Tapi maksudku begini, aku percaya
kita bisa minta apa aja sama Allah. Tapi Allah memberikan itu ke kita pasti
lewat perantara kan, salah satunya dengan uang. Uang itu kan salah satu
rezekinya Allah. Aku cuma mengkhususkan kata rezeki Allah menjadi uang. Yaa
meskipun, apa yang kita mau itu bisa juga diberikan lewat perantara pemberian
manusia dalam bentuk langsung barang atau hal yang kita mau.
Tapi pun itu dibeli pakai uang kan?
Gimana sih ya menjelaskannya.
Intinya begitu lah guys.
Aku hanya menyampaikan pendapat,
mungkin kalian bisa thinking lebih dalam
lagi soal kebahagiaan kalian. Karena buat aku bisa menjawab pertanyaan Peni
dengan tajam ini adalah bukan karena tiba-tiba kepikiran lewat aja, tapi aku
merumuskannya dan menjawabnya dengan bahasa yang sangat kutata. Artinya, sudah
banyak hal yang aku jadikan riset untuk kebahagiaanku sendiri.

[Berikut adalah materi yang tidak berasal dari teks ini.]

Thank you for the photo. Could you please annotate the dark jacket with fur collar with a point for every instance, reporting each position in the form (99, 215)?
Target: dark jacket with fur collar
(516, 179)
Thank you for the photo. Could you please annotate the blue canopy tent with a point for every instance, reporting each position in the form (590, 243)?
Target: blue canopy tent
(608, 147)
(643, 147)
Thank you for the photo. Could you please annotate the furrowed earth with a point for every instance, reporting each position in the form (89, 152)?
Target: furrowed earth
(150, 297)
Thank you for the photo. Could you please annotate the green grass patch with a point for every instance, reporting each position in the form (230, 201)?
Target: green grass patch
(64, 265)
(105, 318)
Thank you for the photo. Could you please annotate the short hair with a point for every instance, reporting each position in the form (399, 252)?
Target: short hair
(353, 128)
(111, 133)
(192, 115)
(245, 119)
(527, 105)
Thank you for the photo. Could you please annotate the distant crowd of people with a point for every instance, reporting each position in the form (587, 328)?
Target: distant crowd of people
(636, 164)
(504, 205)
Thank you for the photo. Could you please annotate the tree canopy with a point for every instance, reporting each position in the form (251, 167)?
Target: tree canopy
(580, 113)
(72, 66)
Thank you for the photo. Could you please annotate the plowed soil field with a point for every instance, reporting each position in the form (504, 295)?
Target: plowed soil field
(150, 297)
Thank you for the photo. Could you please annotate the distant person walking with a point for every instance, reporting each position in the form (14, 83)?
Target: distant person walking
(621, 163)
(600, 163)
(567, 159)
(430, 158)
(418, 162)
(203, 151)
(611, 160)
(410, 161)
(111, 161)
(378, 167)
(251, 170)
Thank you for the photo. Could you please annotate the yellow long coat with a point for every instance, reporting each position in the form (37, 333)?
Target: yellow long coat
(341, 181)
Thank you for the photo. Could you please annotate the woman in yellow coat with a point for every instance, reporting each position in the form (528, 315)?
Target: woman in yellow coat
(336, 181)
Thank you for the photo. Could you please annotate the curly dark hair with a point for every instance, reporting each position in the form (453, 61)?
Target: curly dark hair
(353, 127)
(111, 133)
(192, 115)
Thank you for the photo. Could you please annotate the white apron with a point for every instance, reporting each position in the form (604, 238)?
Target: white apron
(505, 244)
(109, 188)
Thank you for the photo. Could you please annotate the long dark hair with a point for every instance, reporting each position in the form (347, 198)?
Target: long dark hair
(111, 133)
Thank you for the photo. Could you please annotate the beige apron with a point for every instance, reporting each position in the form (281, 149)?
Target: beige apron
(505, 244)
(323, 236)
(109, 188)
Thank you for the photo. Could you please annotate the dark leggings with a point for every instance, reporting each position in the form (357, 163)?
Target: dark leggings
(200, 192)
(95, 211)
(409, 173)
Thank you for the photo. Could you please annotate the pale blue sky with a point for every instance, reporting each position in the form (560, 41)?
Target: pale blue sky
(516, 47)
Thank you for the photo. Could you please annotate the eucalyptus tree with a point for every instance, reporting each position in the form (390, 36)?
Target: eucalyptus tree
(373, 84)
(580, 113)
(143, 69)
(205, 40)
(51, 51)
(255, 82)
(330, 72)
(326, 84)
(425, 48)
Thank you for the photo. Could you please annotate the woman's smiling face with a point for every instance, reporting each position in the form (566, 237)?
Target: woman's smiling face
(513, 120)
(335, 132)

Kalian bisa tanya ke diri kalian
masing-masing. Jawaban itu nggak akan kalian dapat sekejap, tapi bisa kalian
dapatkan perlahan bersama hal-hal yang kalian lakukan tiap hari.
So, jawaban realistisku adalah uang.
Oke ganti tema. Kemudian Peni nanya lagi. Ini pertanyaan sederhana sih.
“Oke. Terus Sid, ini pertanyaan hepi-hepi. Apa hal yang paling membuat lu
bahagia?”
Nah, garis bawahi kalimat ‘hal
yang paling membuat lu bahagia’. Ini hal ya. Berarti kegiatan atau
aktivitas yang sangat aku senangi. Jawabannya adalah :
“Aku merasa sangat bahagia ketika
bisa jalan-jalan sendirian ke tempat yang ramai,”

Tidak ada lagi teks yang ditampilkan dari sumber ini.